The 3d point clouds are transformed in the same way as we did for cameras regardless whether those options are on/off. If you believe they are inconsistent, could you tell a bit more details about why you think so?

pwais commented 7 months ago

Those options are reserved for the case when you want to keep the orientation of colmap world when exporting ply file

Maybe the flag and functionality should just move moved to the viewer, since that was what the original "bug" was? Options related to export should probably be in export.py and not data parsing / input stage, and today some things like gsplat don't even actually respect the colmap frame. At least, the name assume_colmap_world_coordinate_convention on input doesn't suggest anything about exporting ...

jb-ye commented 7 months ago

Those options are reserved for the case when you want to keep the orientation of colmap world when exporting ply file

Maybe the flag and functionality should just move moved to the viewer, since that was what the original "bug" was? Options related to export should probably be in export.py and not data parsing / input stage, and today some things like gsplat don't even actually respect the colmap frame. At least, the name assume_colmap_world_coordinate_convention on input doesn't suggest anything about exporting ...

unfortunately the splatfacto model can not be exported to a different world frame because one can not rotate the spherical harmonics parameters. See https://github.com/nerfstudio-project/nerfstudio/pull/2951 for similar discussion.

In other words, if one wants to recover the model in original world coordinate, one has to choose between (1) disable any nerfstudio specific transforms during loading data or (2) export a metadata file along side ply exports that recording those transforms.

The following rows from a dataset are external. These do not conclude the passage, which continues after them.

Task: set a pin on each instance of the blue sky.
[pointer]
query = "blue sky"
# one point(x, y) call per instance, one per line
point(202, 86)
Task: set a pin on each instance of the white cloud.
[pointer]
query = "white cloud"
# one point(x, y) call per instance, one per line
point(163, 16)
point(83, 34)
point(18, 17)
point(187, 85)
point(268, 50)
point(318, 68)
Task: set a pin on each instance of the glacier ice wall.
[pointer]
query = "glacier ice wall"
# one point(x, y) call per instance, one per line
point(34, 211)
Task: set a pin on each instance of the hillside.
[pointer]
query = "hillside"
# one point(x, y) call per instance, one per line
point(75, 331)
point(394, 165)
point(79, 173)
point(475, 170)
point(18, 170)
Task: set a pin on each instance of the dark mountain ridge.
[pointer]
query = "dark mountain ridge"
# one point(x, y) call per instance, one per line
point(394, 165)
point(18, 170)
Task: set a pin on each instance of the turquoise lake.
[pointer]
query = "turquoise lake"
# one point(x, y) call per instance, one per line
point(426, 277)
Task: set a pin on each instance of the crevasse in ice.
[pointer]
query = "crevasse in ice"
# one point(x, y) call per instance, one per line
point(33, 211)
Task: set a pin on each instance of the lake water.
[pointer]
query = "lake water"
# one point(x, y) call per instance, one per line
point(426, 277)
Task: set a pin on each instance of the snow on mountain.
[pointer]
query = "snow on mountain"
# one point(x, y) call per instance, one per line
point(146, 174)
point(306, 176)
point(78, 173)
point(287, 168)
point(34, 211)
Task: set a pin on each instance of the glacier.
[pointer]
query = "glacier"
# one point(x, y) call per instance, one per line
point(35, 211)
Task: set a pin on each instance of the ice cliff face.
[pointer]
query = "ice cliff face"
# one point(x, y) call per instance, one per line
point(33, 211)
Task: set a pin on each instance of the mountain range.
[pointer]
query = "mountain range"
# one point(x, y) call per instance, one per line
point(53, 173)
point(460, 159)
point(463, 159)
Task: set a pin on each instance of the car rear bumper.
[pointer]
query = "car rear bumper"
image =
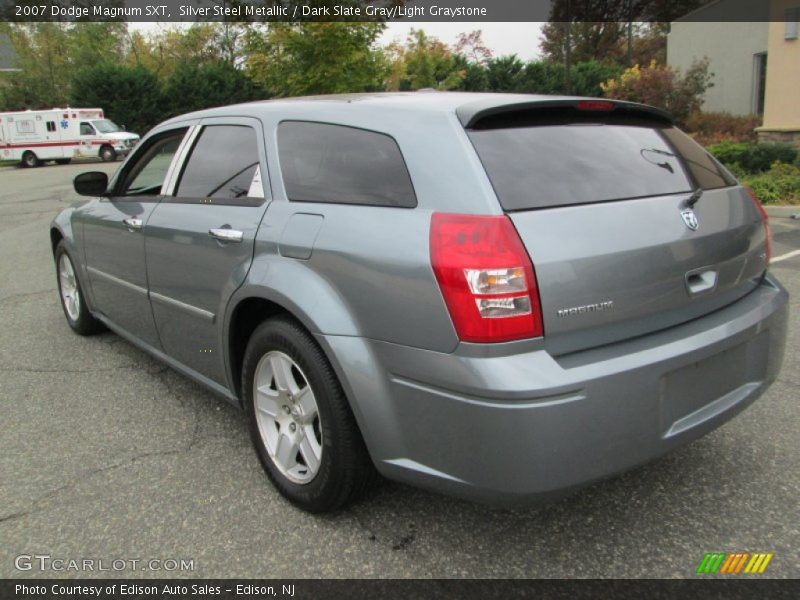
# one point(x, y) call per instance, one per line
point(521, 427)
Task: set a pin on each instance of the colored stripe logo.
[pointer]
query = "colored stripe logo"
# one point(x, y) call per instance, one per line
point(734, 563)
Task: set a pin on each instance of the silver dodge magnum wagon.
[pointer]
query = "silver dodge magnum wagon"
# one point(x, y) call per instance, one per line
point(501, 297)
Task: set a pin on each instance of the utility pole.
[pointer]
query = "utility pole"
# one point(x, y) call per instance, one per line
point(568, 50)
point(630, 33)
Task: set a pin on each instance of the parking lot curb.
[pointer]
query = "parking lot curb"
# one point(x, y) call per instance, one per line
point(784, 212)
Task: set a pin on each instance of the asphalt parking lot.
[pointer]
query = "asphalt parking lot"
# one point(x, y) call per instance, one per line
point(106, 454)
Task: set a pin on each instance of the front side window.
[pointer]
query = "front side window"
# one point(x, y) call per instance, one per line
point(106, 126)
point(147, 174)
point(223, 164)
point(342, 165)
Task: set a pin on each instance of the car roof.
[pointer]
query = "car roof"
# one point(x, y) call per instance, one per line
point(468, 106)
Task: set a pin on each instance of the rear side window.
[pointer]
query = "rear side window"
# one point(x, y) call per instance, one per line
point(578, 163)
point(342, 165)
point(223, 164)
point(705, 170)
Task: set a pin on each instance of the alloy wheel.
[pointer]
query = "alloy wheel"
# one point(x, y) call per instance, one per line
point(70, 295)
point(288, 418)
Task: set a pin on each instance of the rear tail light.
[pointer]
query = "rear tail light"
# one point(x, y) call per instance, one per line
point(767, 230)
point(486, 278)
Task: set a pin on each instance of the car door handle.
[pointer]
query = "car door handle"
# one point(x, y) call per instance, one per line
point(133, 224)
point(226, 235)
point(702, 280)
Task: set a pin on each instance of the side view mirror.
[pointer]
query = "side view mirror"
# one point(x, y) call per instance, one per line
point(93, 183)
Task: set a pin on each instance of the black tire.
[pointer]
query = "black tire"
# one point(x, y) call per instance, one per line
point(84, 323)
point(345, 472)
point(108, 154)
point(30, 160)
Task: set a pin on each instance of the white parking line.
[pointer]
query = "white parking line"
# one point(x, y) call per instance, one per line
point(786, 256)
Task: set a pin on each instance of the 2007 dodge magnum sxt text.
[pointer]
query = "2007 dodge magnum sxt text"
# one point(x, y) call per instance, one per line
point(496, 296)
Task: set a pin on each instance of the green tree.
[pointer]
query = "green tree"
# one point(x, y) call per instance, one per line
point(315, 58)
point(195, 86)
point(131, 96)
point(681, 94)
point(424, 62)
point(598, 28)
point(43, 60)
point(504, 73)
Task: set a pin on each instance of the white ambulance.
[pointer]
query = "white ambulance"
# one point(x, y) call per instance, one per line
point(61, 134)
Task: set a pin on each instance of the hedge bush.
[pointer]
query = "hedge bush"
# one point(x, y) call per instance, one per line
point(779, 185)
point(753, 158)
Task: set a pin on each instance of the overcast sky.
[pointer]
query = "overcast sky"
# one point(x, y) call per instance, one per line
point(521, 39)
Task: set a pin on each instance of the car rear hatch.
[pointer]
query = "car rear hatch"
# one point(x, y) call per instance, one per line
point(599, 194)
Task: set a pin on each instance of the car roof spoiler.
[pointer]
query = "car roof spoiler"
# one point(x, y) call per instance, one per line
point(472, 113)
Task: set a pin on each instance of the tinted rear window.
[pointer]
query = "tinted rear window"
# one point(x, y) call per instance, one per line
point(705, 169)
point(342, 165)
point(578, 163)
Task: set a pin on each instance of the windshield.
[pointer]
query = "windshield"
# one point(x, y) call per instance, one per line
point(106, 126)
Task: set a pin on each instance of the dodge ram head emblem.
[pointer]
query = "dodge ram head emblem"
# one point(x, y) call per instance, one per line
point(690, 219)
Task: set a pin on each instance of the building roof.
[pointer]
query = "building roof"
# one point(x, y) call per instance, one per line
point(729, 10)
point(8, 58)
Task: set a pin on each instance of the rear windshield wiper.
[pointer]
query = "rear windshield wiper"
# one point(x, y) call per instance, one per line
point(692, 200)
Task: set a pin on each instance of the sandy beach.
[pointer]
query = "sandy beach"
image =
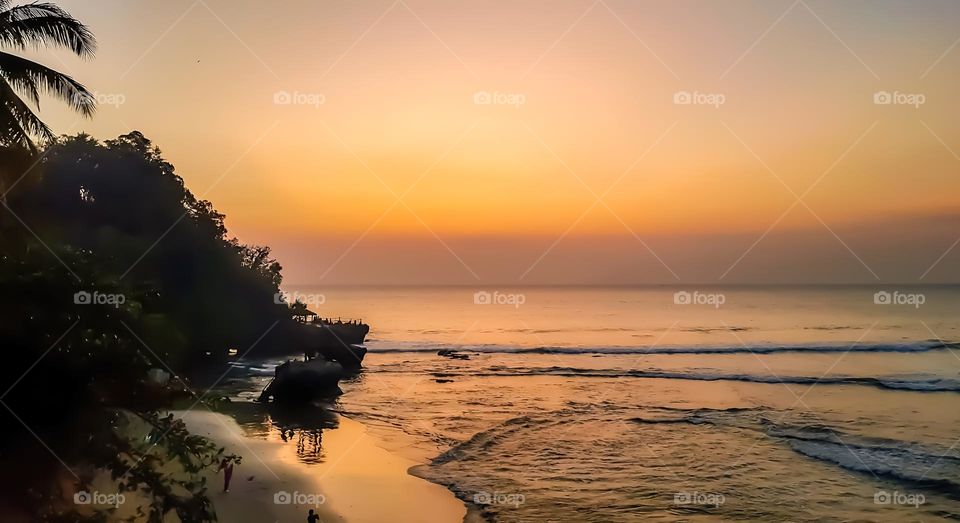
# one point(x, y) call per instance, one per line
point(275, 484)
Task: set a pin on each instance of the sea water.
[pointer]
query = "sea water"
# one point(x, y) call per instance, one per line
point(668, 404)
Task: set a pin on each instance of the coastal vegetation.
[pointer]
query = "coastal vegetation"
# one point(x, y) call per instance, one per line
point(116, 284)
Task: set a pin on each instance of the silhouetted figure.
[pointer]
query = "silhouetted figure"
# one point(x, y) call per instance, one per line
point(227, 468)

pwais commented 7 months ago

@jb-ye The current issue with frames etc (and especially the really poor naming e.g. "transformation_matrix" that hides the actual frame name) has lead to a lot of confusion on Discord and I've seen is a top reason why people just use the original Inria impl. Based on this discussion it seems assume_colmap_world_coordinate_convention is indeed just for the viewer, really it should be the viewer that has an option to find "logical gravity vector" and then nobody has to worry about e.g. spherical harmonics being "in the wrong frame."

jkulhanek commented 7 months ago

Spherical harmonics can easily be rotated using Winger matrices. I have a np code somewhere if you want it

pfxuan commented 7 months ago

PlayCavas's implementation seems working great:

jb-ye commented 7 months ago

@pwais Thanks for the explanation. Just want to summarize your proposal and confirm my understanding:

(1) You want to remove assume_colmap_world_coordinate_convention flag and somehow put this transform in viewer. As such, when a user specify orientation_method=none, the exported GS is truly the original input world coordinates. The current implementation requires the user to additionally specify assume_colmap_world_coordinate_convention=False when parsing colmap data. (2) The default setting of nerfstudio is orient, center, and scale the scene (The current splatfacto requires the input scene to be scaled to 1 in order to work properly). As such, when exporting GS ply in the original world coordinate, one has to figure out a way to rotate spherical harmonics (e.g. one suggested by @jkulhanek ) to respect the original world coordinate.

In my opinion, if we implemented feature (2), (1) becomes irrelevant anyway. We may prioritize https://github.com/nerfstudio-project/nerfstudio/pull/2951 .

jb-ye commented 7 months ago

Based on this discussion it seems assume_colmap_world_coordinate_convention is indeed just for the viewer

Not entirely, nerfstudio doc suggested that the world coordinate's Up direction is +Z, while it is often not the case for a colmap project (where Up direction is -Y). But I agree this is really a convenience hack for ns-viewer. We can completely remove the assume_colmap_world_coordinate_convention and have options in ns-viewer to select gravity direction.